Menuez also says that the new color labels and flags give him more flexibiity. A given image might need to look one way for a client but completely different for stock or a gallery show. Aperture 3 makes that way easier, by enabling him to make and track temporary edits to that one shot. “There are a lot of ways to slice and dice now.”
Chase Jarvis praised the local library syncing, but thinks Apple could go even further. “I would be excited for Aperture to have the workgroup server capabilities built-in. Right now you’re working locally on the machine. I would love to have it be like the FinalCut Pro server eventually.”
Aperture’s new Brushes features probably won’t replace Photoshop for touching up fashion and advertising images. But for photographers like France and Menuez, who work on thousands of images at a time, these new retouching tools could be invaluable. Retouching in Aperture 3 is non-destructive, so any skin smoothing, dodging and burning, or adjustments to contrast, saturation, and polarizing won’t alter the original file.

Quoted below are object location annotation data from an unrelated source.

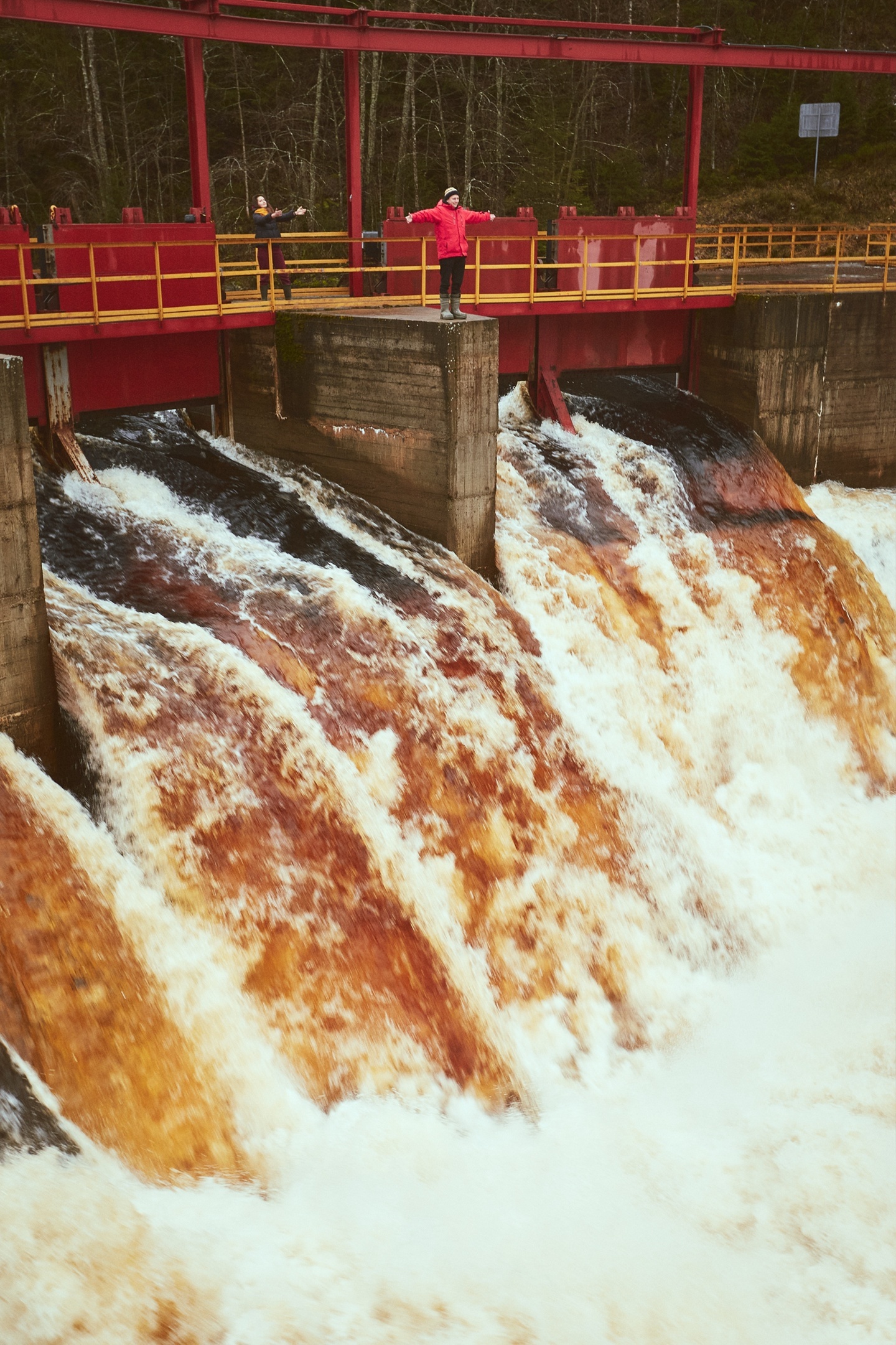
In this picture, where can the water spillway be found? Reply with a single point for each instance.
(413, 959)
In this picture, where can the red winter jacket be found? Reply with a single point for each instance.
(451, 227)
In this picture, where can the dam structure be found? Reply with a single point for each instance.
(136, 315)
(447, 770)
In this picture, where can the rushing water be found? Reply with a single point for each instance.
(409, 961)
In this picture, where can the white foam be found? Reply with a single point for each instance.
(731, 1184)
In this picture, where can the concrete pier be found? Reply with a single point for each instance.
(396, 405)
(27, 682)
(813, 374)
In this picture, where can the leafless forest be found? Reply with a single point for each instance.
(97, 121)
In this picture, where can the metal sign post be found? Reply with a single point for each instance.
(818, 119)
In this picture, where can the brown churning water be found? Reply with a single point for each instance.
(400, 961)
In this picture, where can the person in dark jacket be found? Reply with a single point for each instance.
(451, 221)
(268, 222)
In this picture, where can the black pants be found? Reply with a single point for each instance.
(451, 271)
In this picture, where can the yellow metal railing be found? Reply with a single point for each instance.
(716, 261)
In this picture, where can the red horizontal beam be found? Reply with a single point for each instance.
(143, 327)
(357, 37)
(470, 19)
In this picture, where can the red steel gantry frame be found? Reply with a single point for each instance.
(355, 30)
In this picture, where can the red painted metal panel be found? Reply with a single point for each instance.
(594, 340)
(182, 249)
(618, 340)
(337, 37)
(517, 340)
(352, 74)
(650, 249)
(166, 369)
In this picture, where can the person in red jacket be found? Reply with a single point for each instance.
(451, 221)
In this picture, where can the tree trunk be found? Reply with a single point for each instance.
(243, 138)
(442, 123)
(405, 128)
(95, 123)
(469, 129)
(315, 136)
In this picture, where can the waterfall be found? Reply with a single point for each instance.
(401, 958)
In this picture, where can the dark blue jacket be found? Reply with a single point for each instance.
(267, 227)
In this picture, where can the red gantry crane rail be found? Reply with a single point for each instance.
(355, 30)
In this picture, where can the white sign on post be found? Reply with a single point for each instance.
(817, 120)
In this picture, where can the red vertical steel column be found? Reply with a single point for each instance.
(692, 136)
(200, 178)
(353, 169)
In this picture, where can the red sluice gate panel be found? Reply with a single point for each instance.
(169, 369)
(120, 252)
(612, 252)
(594, 340)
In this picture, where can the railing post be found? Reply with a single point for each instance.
(155, 255)
(93, 287)
(837, 260)
(218, 279)
(23, 286)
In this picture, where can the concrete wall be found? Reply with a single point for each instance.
(814, 374)
(397, 406)
(27, 683)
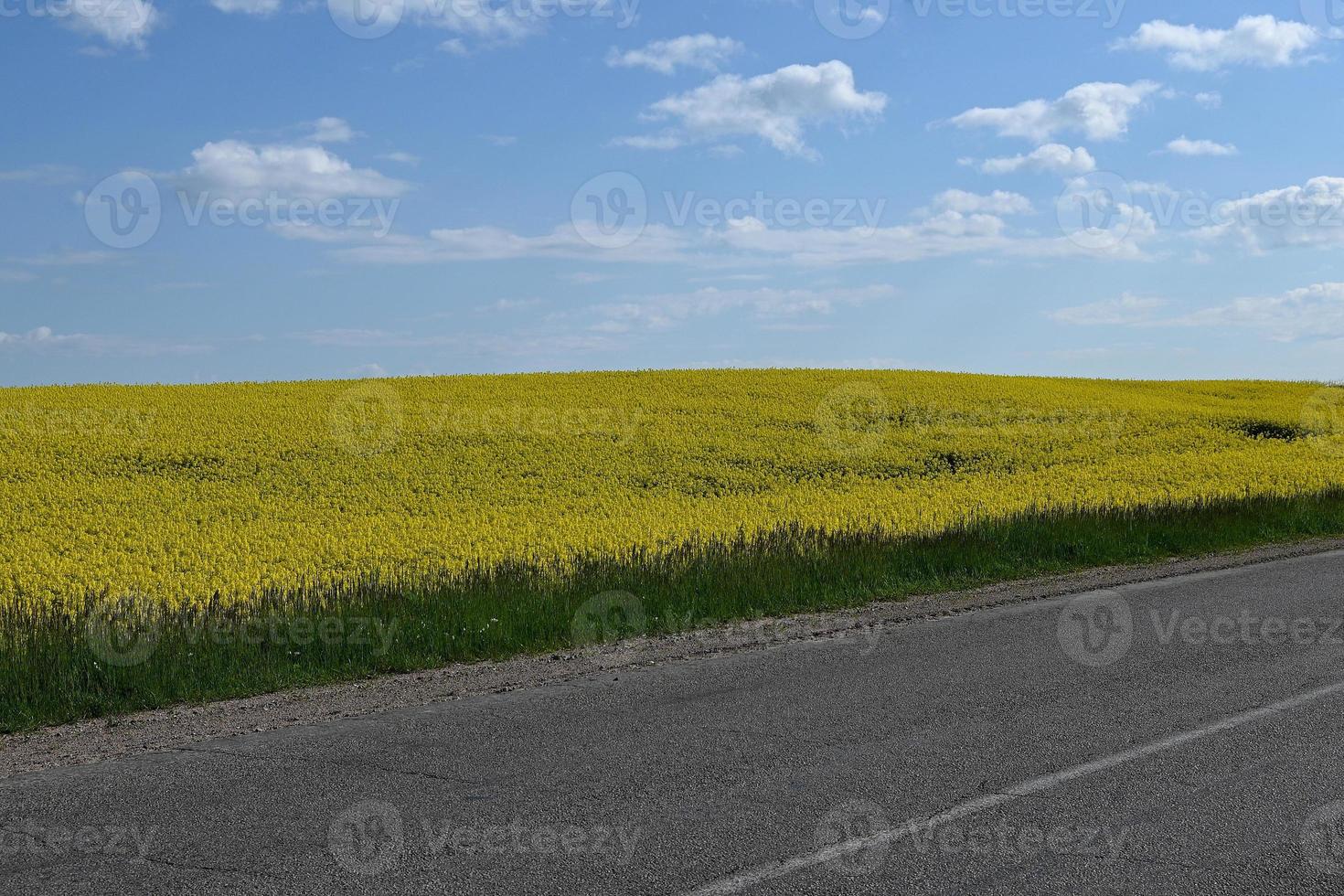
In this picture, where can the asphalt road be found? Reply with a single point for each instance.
(1175, 736)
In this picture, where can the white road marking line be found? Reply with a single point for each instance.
(745, 880)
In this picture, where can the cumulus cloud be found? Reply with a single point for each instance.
(702, 51)
(1308, 314)
(43, 338)
(1126, 309)
(1051, 157)
(1254, 40)
(123, 25)
(997, 203)
(1186, 146)
(777, 108)
(664, 311)
(1300, 215)
(238, 169)
(331, 131)
(1098, 111)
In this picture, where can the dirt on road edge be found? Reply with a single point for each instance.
(102, 739)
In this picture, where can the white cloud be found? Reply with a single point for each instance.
(659, 143)
(43, 338)
(702, 51)
(331, 131)
(1312, 312)
(1126, 309)
(1098, 111)
(777, 106)
(260, 8)
(63, 258)
(1051, 157)
(748, 242)
(238, 169)
(1186, 146)
(45, 175)
(1254, 40)
(997, 203)
(123, 25)
(1307, 215)
(664, 311)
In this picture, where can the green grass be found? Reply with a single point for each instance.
(56, 667)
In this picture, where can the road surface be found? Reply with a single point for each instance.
(1183, 735)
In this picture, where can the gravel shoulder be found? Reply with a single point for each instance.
(97, 741)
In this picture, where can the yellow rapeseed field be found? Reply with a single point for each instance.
(177, 493)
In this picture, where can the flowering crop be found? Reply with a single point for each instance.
(183, 493)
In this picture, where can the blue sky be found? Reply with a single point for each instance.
(1066, 187)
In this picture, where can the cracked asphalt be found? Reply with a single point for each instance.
(680, 776)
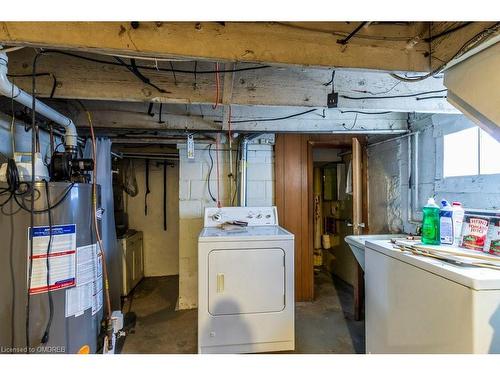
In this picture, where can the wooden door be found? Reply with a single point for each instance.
(292, 157)
(359, 216)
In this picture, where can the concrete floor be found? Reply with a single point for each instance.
(322, 326)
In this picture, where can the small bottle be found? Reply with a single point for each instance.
(446, 223)
(430, 223)
(458, 219)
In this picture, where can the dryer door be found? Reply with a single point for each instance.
(246, 281)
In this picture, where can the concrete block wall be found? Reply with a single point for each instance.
(194, 197)
(388, 176)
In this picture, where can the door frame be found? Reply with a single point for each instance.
(304, 276)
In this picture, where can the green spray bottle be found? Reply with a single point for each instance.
(430, 224)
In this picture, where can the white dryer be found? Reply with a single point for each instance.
(245, 282)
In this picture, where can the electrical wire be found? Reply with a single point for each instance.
(217, 139)
(367, 113)
(392, 96)
(135, 71)
(270, 119)
(54, 80)
(217, 83)
(210, 172)
(143, 67)
(96, 226)
(45, 337)
(463, 49)
(446, 32)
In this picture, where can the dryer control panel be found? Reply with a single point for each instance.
(254, 216)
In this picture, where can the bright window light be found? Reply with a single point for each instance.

“It has pushed me to rethink my use of Photoshop, since the major things I use Photoshop for are now all in Aperture 3,” says France. She has started touching up wedding photos in Aperture. “I love the control you have over the brushes and the adjustments,” she says. “You have different opacities to brush it in, and there’s a great edge awareness feature so that if you go over an edge, it keeps your adjustment in the lines.”
All of the photographers in Apple’s beta group were encouraged to give feedback and make recommendations for ways to improve the program. “I was really excited to be able to give input and feedback to the engineers and the company,” said Menuez. “There are some new features and tools that are mind-blowing, even to us.”